Beginnings of Faith (Romans 14:1-12)
Sermon by Father Mike, 9/16/20
There was a time in 2016 when I had just started seminary. Only one year before, I’d received a strange call—I was not a religious person, I didn’t know the stories of scripture, but I felt that God was calling me into church, and somehow towards ordained ministry.
So I showed up at Berkeley Divinity School, where I’d walk down a steep hill on cracked, uneven sidewalks towards our community house on St. Ronan Street where we’d pray together each morning at 7:30. The house was a mansion among mansions—its vaulted ceilings, oil paintings, and ornate crown moldings made an ordinary guy feel like a trespasser.
I swung the leather-padded double doors to the right of the foyer open to find elaborate icons, a crucifix stretching length of the far wall, and an altar that I’d come to know had been officiated over by the new world’s first Anglican bishop, Samuel Seabury. I plopped down in a well-worn wicker chair, grabbing a creased prayer book. As classmates zoomed through the book, knowing by heart where each recited prayer was found, well acquainted with the rhythms of our prayer, I nervously fumbled through the book. Others would cross themselves, bow, and perform other acts of reverence while I struggled just to find my place and muster some semblance of a prayer. I’d trudge back up the hill to Old Testament Interpretation, where in class we’d debate the nuances of biblical stories that it was assumed we’d memorized as children, but that I was just reading for the first time with amazement and curiosity. I’d avoid asking questions out of fear that I’d reveal how little I knew compared to others.
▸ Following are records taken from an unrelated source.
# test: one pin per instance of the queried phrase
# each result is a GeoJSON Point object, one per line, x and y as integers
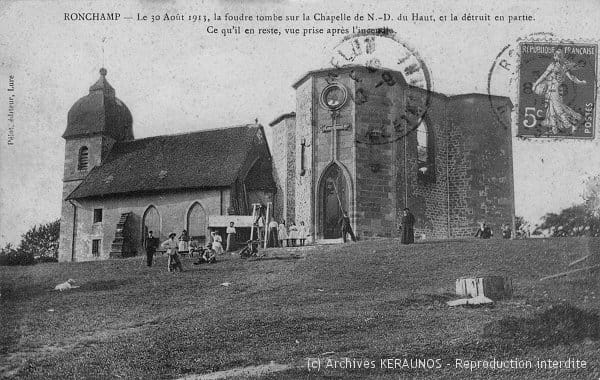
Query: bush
{"type": "Point", "coordinates": [38, 245]}
{"type": "Point", "coordinates": [14, 256]}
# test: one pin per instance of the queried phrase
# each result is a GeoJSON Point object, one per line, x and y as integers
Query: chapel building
{"type": "Point", "coordinates": [358, 146]}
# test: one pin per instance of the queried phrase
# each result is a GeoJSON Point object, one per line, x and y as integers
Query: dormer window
{"type": "Point", "coordinates": [83, 158]}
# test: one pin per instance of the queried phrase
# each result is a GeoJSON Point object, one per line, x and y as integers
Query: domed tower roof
{"type": "Point", "coordinates": [100, 112]}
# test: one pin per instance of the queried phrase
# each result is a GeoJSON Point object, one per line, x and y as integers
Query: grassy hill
{"type": "Point", "coordinates": [366, 301]}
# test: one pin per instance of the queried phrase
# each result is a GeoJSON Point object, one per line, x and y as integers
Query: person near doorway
{"type": "Point", "coordinates": [173, 260]}
{"type": "Point", "coordinates": [273, 239]}
{"type": "Point", "coordinates": [484, 231]}
{"type": "Point", "coordinates": [151, 245]}
{"type": "Point", "coordinates": [292, 234]}
{"type": "Point", "coordinates": [184, 240]}
{"type": "Point", "coordinates": [282, 233]}
{"type": "Point", "coordinates": [408, 227]}
{"type": "Point", "coordinates": [217, 245]}
{"type": "Point", "coordinates": [506, 231]}
{"type": "Point", "coordinates": [346, 227]}
{"type": "Point", "coordinates": [302, 233]}
{"type": "Point", "coordinates": [230, 236]}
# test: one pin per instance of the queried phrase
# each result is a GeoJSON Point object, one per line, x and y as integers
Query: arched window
{"type": "Point", "coordinates": [151, 222]}
{"type": "Point", "coordinates": [196, 223]}
{"type": "Point", "coordinates": [83, 158]}
{"type": "Point", "coordinates": [425, 155]}
{"type": "Point", "coordinates": [422, 143]}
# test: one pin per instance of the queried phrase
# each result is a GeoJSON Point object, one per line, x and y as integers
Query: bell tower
{"type": "Point", "coordinates": [94, 124]}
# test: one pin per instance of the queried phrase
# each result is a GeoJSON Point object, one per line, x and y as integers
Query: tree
{"type": "Point", "coordinates": [591, 194]}
{"type": "Point", "coordinates": [576, 220]}
{"type": "Point", "coordinates": [522, 227]}
{"type": "Point", "coordinates": [42, 240]}
{"type": "Point", "coordinates": [39, 243]}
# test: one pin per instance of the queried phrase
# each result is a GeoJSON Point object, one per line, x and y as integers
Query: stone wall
{"type": "Point", "coordinates": [303, 200]}
{"type": "Point", "coordinates": [481, 171]}
{"type": "Point", "coordinates": [173, 209]}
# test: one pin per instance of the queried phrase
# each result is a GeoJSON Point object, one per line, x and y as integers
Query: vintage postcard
{"type": "Point", "coordinates": [296, 189]}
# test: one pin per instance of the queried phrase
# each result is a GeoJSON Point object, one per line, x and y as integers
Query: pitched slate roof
{"type": "Point", "coordinates": [203, 159]}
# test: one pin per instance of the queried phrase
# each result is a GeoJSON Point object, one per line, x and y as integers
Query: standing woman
{"type": "Point", "coordinates": [293, 233]}
{"type": "Point", "coordinates": [217, 243]}
{"type": "Point", "coordinates": [282, 233]}
{"type": "Point", "coordinates": [183, 241]}
{"type": "Point", "coordinates": [171, 246]}
{"type": "Point", "coordinates": [408, 227]}
{"type": "Point", "coordinates": [230, 236]}
{"type": "Point", "coordinates": [302, 233]}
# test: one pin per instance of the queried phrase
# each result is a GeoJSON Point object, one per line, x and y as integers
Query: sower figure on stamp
{"type": "Point", "coordinates": [151, 244]}
{"type": "Point", "coordinates": [408, 230]}
{"type": "Point", "coordinates": [551, 84]}
{"type": "Point", "coordinates": [346, 227]}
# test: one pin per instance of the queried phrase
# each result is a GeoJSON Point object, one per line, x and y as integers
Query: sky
{"type": "Point", "coordinates": [176, 77]}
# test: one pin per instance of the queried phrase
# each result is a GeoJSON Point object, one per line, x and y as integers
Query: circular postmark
{"type": "Point", "coordinates": [552, 84]}
{"type": "Point", "coordinates": [379, 62]}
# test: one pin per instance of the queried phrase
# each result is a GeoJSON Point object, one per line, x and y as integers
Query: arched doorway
{"type": "Point", "coordinates": [151, 222]}
{"type": "Point", "coordinates": [333, 201]}
{"type": "Point", "coordinates": [196, 223]}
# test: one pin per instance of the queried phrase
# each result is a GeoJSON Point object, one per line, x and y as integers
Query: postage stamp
{"type": "Point", "coordinates": [557, 89]}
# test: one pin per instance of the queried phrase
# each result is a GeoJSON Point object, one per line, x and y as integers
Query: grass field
{"type": "Point", "coordinates": [368, 300]}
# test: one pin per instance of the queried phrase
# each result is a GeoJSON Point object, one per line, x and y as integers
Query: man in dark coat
{"type": "Point", "coordinates": [408, 230]}
{"type": "Point", "coordinates": [151, 246]}
{"type": "Point", "coordinates": [346, 227]}
{"type": "Point", "coordinates": [484, 232]}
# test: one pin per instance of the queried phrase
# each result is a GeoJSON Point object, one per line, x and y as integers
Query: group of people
{"type": "Point", "coordinates": [281, 235]}
{"type": "Point", "coordinates": [174, 246]}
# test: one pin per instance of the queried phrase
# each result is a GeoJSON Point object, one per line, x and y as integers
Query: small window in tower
{"type": "Point", "coordinates": [83, 160]}
{"type": "Point", "coordinates": [422, 143]}
{"type": "Point", "coordinates": [97, 215]}
{"type": "Point", "coordinates": [424, 152]}
{"type": "Point", "coordinates": [96, 247]}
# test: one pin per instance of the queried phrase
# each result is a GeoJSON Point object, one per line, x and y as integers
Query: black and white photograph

As the weeks and months continued, I began to ask myself, “Am I praying right?” And so I would go into that same chapel and as others crossed themselves, I’d mimic them a second or two later. Once someone else bowed, I’d again follow suit a few moments off-beat. Looking like the ill-prepared member of some liturgical dance troupe, I did my best to fit in and “pray correctly.” But the longer I did this, the more I realized that I wasn’t serving anyone else, nor was I serving myself—and I certainly wasn’t serving God in these feeble attempts to be someone other than myself. I’d taken a set of arbitrary gestures that helped other people to center themselves in prayer, but made me forget about prayer altogether. I learned that these gestures, or lack thereof, were not important—what was important was that whatever my posture, whatever my prayer, that my prayer was an honest and authentic one to God in Christ.
Question: Since coming to Haywood Street, how have you grown in faith?
Over the last six or seven months, it’s become incredibly apparent that we’ve had to take stock of which parts of our faith are totally essential, and which elements are mere accoutrements that we can dispose of when necessary, while still remaining faithful to God. We’ve been exiled from houses of worship, isolated from our siblings in Christ, deprived of the holiest of sacraments; on the turn of a dime, all of these things left us. And I would be remiss if I didn’t note that this is my first time preaching in front of you all in person. This is my seventh month at Haywood Street. As I entered a new place, tasked with the opportunity to be a steward of prayer and fellowship for this beautiful community, how could I not wonder what was truly necessary as so much seemed to escape us.
And what I remain more confident of than ever is that it is absolutely vital that our foundation is our prayer together in the flesh. No Christian can practice on an island. It is only in the company of others that we begin to know ourselves and God more clearly. Everything that happens on this campus, whether sharing a meal, chopping onions in the kitchen, or sharing a conversation in the garden, is only possible because a group of folks have had the courage to hold one another in prayer, to share in tears and sorrow, in joy and hope. We have to be cognizant of how wonderful of a blessing it is to be in this position again. We can never again take for granted the opportunity to be gathered together. We need this because lives of discipleship are not easy lives. We are called to stretch ourselves—to grow, learn, seek truth in conflict, to share the deep, abiding love that Christ has shared with us.
These are signifiant challenges in all times, and especially today. But as Dietrich Bonhoeffer wrote as a pastor in the midst of Nazi-occupied Germany, “When the morning mists of dreams vanish, then dawns the bright day of Christian fellowship.” I pray that we are at the dawn of a breaking day together, renewed by our common worship together, however we might pray.